If the argument against the public option is that it's too incremental, the argument against single-payer is that it's too radical a change to be accepted by America. "If you cut out the insurance companies completely tomorrow, half a million people lose their jobs. Nobody wants to do that," said Halpin. "And 'Medicare for all' sort of sounds like you don't have a choice."

For now, of course, the debate between those two healthcare reforms amounts to an argument over what color of unicorn progressives like best—with Republicans in control of the federal government, both proposals are nonstarters. Instead, it's likely that moderate, bipartisan steps will be taken to help repair or prop up the Affordable Care Act. (More Republican-run states are considering green-lighting Medicaid expansions allowed under the original law, for instance.)

Single-payer especially would take a long time to sell to the American people, even though more and more progressives have endorsed it. "Any strategy would have to look beyond the next one or two elections," McCanne admitted.

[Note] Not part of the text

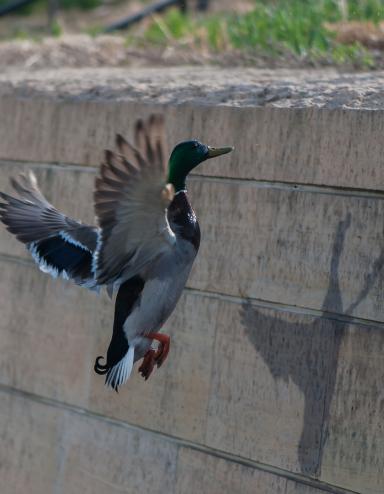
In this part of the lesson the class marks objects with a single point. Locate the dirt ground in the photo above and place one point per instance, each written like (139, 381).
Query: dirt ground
(203, 85)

The public option, on the other hand, is already mainstream. A broad coalition of Democratic senators, including Sanders, introduced a bill calling for a public option back in September, and Hillary Clinton endorsed it as well. A public option could become the Democrats' version of the Republicans' "repeal and replace" rallying cry, a policy embraced by both moderates and Sanders-esque leftists—vote for us and this is how we'll fix the healthcare system, they could tell Americans.

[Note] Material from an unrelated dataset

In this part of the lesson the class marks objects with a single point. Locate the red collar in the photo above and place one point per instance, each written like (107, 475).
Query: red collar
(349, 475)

But Halpin floated a way that the public option could happen sooner. Trump himself has never seemed very ideological on healthcare, and has made vague promises about getting more Americans covered. If the Democrats took back Congress in 2018, would the president decide that he needed to cut a deal and fix the ACA, even if that fix meant rejecting conservative ideas?

Left-wing healthcare reformers think there's a shot. "President Trump, come on board," Sanders said on CNN Sunday. "Let's work together."